Drift issues are commonly encountered in precision instruments operating in standard measurement environments due to temperature fluctuations, material property variations, and environmental disturbances, which represent a significant bottleneck to achieving high measurement accuracy. To address this limitation, a drift error compensation method based on ensemble empirical mode decomposition (EEMD) and multivariate lag regression has been proposed in this article. The structure, principles, and working environment of a high-precision 2-D angle sensor have been analyzed, and the primary influencing factors and mechanisms contributing to drift errors have been systematically investigated. Drift and error source signals have been decomposed and denoised using EEMD, and effective intrinsic mode function (IMF) components have been extracted. The lag characteristics of these components have been analyzed and incorporated into a multivariate regression model for drift error compensation. Partial regression analysis and significance testing have been employed to optimize the model, reducing complexity and enhancing generalization. Experimental results show that drift errors in the yaw and pitch directions have been reduced by more than 60.01% and 67.51%, respectively, after compensation. When compared with classical multivariate regression, LSTM, and support vector machine (SVM) methods, the proposed approach demonstrates certain advantages in error compensation performance, robustness, and complexity. In addition, the method is also suitable for broader applications to other high-precision measurement instruments.

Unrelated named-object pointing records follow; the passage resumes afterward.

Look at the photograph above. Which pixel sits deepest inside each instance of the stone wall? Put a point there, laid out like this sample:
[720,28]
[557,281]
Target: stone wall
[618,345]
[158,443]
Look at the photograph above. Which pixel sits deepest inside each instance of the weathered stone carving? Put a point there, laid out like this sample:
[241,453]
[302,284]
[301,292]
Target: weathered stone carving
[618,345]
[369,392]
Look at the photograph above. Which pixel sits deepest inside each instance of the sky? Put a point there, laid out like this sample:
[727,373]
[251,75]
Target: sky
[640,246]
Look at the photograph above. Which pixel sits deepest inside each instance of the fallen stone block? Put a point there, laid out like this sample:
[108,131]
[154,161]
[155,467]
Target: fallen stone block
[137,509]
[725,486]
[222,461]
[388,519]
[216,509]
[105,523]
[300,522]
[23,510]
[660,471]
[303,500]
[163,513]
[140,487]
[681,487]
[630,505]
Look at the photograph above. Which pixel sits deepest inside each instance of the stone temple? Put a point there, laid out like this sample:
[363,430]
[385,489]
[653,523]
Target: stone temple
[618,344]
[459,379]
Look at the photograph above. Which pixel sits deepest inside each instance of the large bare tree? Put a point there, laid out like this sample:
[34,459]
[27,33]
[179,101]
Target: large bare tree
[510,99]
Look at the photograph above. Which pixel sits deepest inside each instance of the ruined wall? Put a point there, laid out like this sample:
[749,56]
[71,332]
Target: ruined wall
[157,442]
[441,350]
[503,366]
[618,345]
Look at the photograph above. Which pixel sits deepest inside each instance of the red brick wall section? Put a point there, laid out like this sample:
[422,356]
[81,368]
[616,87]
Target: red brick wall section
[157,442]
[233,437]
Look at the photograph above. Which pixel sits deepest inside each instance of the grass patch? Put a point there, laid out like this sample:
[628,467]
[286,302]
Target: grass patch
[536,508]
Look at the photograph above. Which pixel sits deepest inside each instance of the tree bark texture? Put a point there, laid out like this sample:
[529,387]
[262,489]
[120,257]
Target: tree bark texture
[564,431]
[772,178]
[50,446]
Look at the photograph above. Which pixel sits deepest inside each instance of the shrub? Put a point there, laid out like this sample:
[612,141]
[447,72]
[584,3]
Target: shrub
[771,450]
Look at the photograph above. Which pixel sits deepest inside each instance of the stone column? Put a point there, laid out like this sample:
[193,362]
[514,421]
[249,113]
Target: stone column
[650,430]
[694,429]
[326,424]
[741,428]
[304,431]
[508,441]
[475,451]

基于EEMD和多元滞后回归的高精度二维角度传感器漂移误差补偿
由于温度波动、材料特性变化和环境干扰,在标准测量环境中运行的精密仪器通常会遇到漂移问题,这是实现高测量精度的重要瓶颈。针对这一局限性,本文提出了一种基于集成经验模态分解(EEMD)和多元滞后回归的漂移误差补偿方法。分析了高精度二维角度传感器的结构、工作原理和工作环境,系统地研究了产生漂移误差的主要影响因素和机理。利用EEMD对漂移和误差源信号进行分解和去噪,提取有效的内禀模态函数(IMF)分量。分析了这些分量的滞后特性,并将其纳入多变量回归模型进行漂移误差补偿。采用部分回归分析和显著性检验对模型进行优化,降低了模型的复杂度,增强了模型的泛化能力。实验结果表明,补偿后的横摆和俯仰方向的漂移误差分别减小了60.01%和67.51%以上。与经典的多元回归、LSTM和支持向量机(SVM)方法相比,该方法在误差补偿性能、鲁棒性和复杂度方面具有一定的优势。此外,该方法也适用于其他高精度测量仪器的广泛应用。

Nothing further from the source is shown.